The sum of the MLEs of all the items in a sample must be 1

How this works is obvious for unigrams, but what about bigrams or trigrams?

Remember that what we need is, for example, P(mast|before,the)

that is, the conditional probability of "mast" given that the preceding two words are "before the"

In practice what this means is that our sample is all trigrams whose first two words are "before the", and the frequency we care about is that of the trigram "before the mast"

With a little thought, it becomes evident that the formula for the estimate we want is

$P_{MLE} (w_{k} | w_{k - 2}^{k - 1})$ is $\frac{C (w_{k - 2}, w_{k - 1}, w_{k})}{C (w_{k - 2}, w_{k - 1})}$ , where we use C(...) for the frequency of some item

So for our example, that's just C(before the mast)/C(before the)

13. Estimating conditional probabilities, example

In the Gutenberg Moby Dick corpus, C(before the mast)/C(before the) turns out to be 0.0727: "before the" appears 55 times, and "before the mast" appears 4 times.

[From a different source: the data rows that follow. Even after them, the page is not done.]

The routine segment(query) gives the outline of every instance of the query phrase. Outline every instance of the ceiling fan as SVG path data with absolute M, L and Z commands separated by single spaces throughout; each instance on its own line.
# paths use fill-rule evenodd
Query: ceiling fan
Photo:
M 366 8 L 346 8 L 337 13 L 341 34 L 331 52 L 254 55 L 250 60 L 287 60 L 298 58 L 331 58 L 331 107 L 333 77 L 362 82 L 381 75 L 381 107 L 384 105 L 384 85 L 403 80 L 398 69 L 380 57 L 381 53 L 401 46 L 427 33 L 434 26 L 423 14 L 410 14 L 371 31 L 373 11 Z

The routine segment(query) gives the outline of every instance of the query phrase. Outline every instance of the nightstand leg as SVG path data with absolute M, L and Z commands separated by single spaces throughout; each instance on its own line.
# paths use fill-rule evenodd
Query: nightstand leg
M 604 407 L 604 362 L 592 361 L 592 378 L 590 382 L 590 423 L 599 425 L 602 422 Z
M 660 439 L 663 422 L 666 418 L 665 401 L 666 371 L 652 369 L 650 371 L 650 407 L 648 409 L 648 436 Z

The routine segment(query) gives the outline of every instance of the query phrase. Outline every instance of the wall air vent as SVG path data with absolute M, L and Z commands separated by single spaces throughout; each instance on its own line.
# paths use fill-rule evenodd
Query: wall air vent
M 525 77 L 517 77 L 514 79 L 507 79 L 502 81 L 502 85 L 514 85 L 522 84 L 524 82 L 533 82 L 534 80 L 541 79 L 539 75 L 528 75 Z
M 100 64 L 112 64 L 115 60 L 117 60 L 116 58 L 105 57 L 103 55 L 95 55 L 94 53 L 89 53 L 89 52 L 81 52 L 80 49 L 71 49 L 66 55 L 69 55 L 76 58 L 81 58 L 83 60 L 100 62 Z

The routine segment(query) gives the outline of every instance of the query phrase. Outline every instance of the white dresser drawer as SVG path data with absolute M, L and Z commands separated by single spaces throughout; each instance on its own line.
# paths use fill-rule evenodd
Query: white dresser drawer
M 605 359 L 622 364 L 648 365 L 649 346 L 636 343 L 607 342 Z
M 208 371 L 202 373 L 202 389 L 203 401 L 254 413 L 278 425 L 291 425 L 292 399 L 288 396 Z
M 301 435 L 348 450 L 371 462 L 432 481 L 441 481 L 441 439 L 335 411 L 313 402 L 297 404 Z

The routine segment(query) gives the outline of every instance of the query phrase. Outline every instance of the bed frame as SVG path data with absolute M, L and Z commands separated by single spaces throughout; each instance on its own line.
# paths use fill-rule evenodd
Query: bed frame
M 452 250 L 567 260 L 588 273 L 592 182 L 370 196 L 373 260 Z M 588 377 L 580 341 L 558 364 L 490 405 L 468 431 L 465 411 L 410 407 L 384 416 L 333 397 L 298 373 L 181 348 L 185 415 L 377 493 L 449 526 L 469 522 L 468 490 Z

It's the second most common of the 41 word types which occur after "before the", behind "wind", which occurs 9 times.

The unigram probability of "mast" in Moby Dick is only .00049, and its conditional probability given "the" is still only .0029.

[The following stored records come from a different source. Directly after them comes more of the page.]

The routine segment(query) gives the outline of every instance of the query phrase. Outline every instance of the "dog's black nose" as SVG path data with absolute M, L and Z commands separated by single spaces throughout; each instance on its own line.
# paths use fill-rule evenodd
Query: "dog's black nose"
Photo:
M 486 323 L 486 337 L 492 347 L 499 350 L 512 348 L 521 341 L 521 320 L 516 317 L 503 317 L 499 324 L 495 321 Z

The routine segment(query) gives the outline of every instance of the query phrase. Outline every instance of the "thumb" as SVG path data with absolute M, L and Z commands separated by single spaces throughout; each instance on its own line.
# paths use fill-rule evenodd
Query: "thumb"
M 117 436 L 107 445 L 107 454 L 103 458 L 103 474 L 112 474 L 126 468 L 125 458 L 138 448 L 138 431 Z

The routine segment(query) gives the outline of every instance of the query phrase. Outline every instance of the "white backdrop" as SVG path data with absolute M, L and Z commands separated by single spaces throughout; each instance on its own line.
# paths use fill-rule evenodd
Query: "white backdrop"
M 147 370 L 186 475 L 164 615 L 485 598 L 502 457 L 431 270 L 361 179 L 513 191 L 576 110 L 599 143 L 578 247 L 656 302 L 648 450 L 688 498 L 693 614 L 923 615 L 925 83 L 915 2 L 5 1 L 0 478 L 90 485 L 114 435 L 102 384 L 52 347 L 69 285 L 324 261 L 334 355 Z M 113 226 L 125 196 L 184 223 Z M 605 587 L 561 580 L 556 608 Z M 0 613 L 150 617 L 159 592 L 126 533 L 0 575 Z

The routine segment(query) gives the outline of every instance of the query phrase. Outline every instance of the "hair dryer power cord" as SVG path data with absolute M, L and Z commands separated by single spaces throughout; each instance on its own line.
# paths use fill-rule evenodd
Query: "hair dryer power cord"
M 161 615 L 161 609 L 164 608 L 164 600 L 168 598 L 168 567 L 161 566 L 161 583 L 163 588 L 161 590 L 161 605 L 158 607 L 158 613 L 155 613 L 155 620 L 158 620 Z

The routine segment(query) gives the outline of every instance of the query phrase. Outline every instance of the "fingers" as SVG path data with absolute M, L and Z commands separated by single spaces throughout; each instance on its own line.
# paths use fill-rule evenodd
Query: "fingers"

Looking at this from the positive side

the probability of seeing "mast" goes up by an order of magnitude if you know the previous word was "the"
and another order and a half of magnitude if you know the word before that is "before"

14. A practical consideration

Multiplying lots of (small) probabilities very quickly gets us into trouble

The answers become too small to be accurately represented as even double-precision floating point

And although hardware is beginning to support arbitrary-precision decimal arithmetic

It's not widely available yet
It carries a necessary performance penalty

So instead of multiplying probabilities

We'll sum log-probabilities

15. Another practical consideration

How much data is enough?

That is, how reliable are these estimates?

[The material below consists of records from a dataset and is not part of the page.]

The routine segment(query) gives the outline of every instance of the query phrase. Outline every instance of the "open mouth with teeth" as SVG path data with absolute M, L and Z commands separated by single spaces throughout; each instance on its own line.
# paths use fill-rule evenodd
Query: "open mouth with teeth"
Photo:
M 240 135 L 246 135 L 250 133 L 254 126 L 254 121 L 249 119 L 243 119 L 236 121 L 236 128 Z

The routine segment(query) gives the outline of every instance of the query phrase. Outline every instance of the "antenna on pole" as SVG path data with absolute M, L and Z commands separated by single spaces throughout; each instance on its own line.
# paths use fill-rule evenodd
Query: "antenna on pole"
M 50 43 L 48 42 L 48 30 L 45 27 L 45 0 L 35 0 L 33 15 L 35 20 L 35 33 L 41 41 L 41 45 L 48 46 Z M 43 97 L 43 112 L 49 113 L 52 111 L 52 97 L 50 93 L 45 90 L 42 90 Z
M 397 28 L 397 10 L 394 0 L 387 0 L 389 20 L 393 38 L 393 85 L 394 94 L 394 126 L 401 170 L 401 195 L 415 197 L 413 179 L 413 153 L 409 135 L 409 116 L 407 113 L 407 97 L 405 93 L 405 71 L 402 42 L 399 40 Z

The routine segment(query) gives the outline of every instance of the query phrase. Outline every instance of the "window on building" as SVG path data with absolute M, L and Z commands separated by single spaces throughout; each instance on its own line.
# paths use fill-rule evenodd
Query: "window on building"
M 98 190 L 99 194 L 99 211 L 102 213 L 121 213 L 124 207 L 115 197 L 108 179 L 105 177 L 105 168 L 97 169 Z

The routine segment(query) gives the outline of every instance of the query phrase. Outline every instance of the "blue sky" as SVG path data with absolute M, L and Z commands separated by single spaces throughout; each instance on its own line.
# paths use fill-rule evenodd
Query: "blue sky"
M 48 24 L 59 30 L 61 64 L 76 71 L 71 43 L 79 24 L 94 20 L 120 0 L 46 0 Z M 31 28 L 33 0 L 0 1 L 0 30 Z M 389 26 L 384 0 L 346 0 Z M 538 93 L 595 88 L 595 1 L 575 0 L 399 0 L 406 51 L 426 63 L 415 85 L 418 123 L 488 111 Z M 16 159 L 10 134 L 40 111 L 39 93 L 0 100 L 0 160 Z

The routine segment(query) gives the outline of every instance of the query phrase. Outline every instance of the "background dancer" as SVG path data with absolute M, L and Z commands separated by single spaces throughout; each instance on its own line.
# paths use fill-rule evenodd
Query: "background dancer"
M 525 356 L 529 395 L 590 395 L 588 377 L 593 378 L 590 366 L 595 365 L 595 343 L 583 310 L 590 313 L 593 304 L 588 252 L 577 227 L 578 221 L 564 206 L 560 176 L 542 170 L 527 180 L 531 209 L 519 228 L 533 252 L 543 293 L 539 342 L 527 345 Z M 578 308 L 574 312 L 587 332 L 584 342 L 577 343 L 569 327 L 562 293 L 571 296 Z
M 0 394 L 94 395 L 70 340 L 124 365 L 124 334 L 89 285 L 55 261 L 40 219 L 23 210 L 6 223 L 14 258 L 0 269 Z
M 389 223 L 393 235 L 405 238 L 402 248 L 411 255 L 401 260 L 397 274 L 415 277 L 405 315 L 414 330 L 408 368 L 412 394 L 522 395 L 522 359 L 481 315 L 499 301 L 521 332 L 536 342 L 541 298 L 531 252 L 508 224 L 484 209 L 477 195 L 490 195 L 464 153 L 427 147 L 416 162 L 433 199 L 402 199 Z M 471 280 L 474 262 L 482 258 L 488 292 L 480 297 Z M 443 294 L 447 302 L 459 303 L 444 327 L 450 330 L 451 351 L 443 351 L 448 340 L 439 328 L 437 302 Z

The rule of thumb for Zipf's Law distributions is "n-squared"

That is, if there are n possible items, then you need n-squared samples for your $P_{MLE}$ estimates to be reliable.

Given that there are 17231 distinct lower-case word types in the Gutenberg Moby Dick

We would need about 30 million words for our PMLE estimates of unigram frequencies to be reliable.
- In Moby Dick, those 17231 words combine to produce only 114182 bigrams, many fewer than the in-principle 30 million.
- Squaring that actual bigram count gives us a lower bound of around 13 billion words to get reliable bigram statistics.
- Why a lower bound? Because if we had 13 billion words, there would be more than 114182 bigrams represented therein.

16. Reading

Read Chapter 4 of Jurafsky & Martin, from the beginning through section 4.4.

17. Administrative details

Course home page is at http://www.inf.ed.ac.uk/teaching/courses/fnlp/

Do your own work yourself

Tutorial group timing finally stabilised: no excuses for not attending.

You really will need to have access to a copy of the text, Jurafsky and Martin 2nd edition.

Notices will come via the mailing list, so do register for the course ASAP even if you're not sure you will take it.

First assignment due a week from today.